Le cœur de cette annonce repose sur une opération menée par le navire scientifique Chikyu, exploité par la Japan Agency for Marine-Earth Science and Technology (JAMSTEC). Selon les autorités japonaises, ce navire a récupéré du sédiment contenant des terres rares à environ 6 000 m sous la surface, près de l’île isolée de Minamitorishima, dans la zone économique exclusive nippone. Le gouvernement a qualifié cette récupération de « première mondiale » pour un tel type d’extraction continue à une telle profondeur, même si le contenu exact en terres rares des échantillons demeure à confirmer après analyses.


Aux côtés des métaux déjà identifiés dans la boue récupérée figurent notamment des éléments indispensables comme le dysprosium, le néodyme, le gadolinium et le terbium, tous essentiels dans les composants d’équipements électriques, électroniques et de défense. Selon le gouvernement, le Chikyu a opéré sur trois sites différents entre le 30 janvier et le 1ᵉʳ février 2026, complétant ainsi une mission destinée à tester la faisabilité technique de ce type de projet.


Contexte géopolitique et économie des terres rares


Cette annonce s’inscrit dans un contexte marqué par une dépendance historique du Japon vis-à-vis de la Chine pour l’approvisionnement en terres rares, qui composent un groupe d’environ dix-sept métaux utilisés notamment dans les aimants haute performance, les éoliennes, les véhicules électriques et les technologies de pointe.

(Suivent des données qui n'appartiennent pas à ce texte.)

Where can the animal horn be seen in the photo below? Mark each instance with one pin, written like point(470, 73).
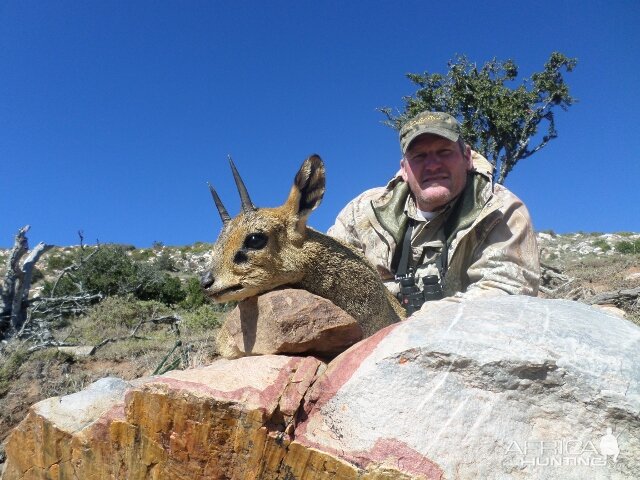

À plus long terme, les autorités japonaises envisagent une démonstration d’exploitation à grande échelle d’ici février 2027, avec l’objectif potentiel de passer à une production industrielle par la suite, si les données d’analyses confirment la qualité et la quantité des ressources extraites. Des estimations de médias japonais et d’agences d’information suggèrent que ces sédiments sous-marins pourraient contenir plus de 16 millions de tonnes de terres rares, ce qui en ferait l’un des plus grands gisements connus au monde. Selon ces estimations, ces dépôts pourraient couvrir des besoins mondiaux très longtemps : par exemple, l’équivalent de 730 ans de la consommation mondiale de dysprosium et 780 ans de celle d’yttrium aux niveaux actuels.


L’exploitation des fonds marins en eaux profondes reste controversée, notamment en raison des risques pour les écosystèmes abyssaux encore mal connus, de la perturbation des habitats marins et des coûts énormes associés aux opérations à de telles profondeurs.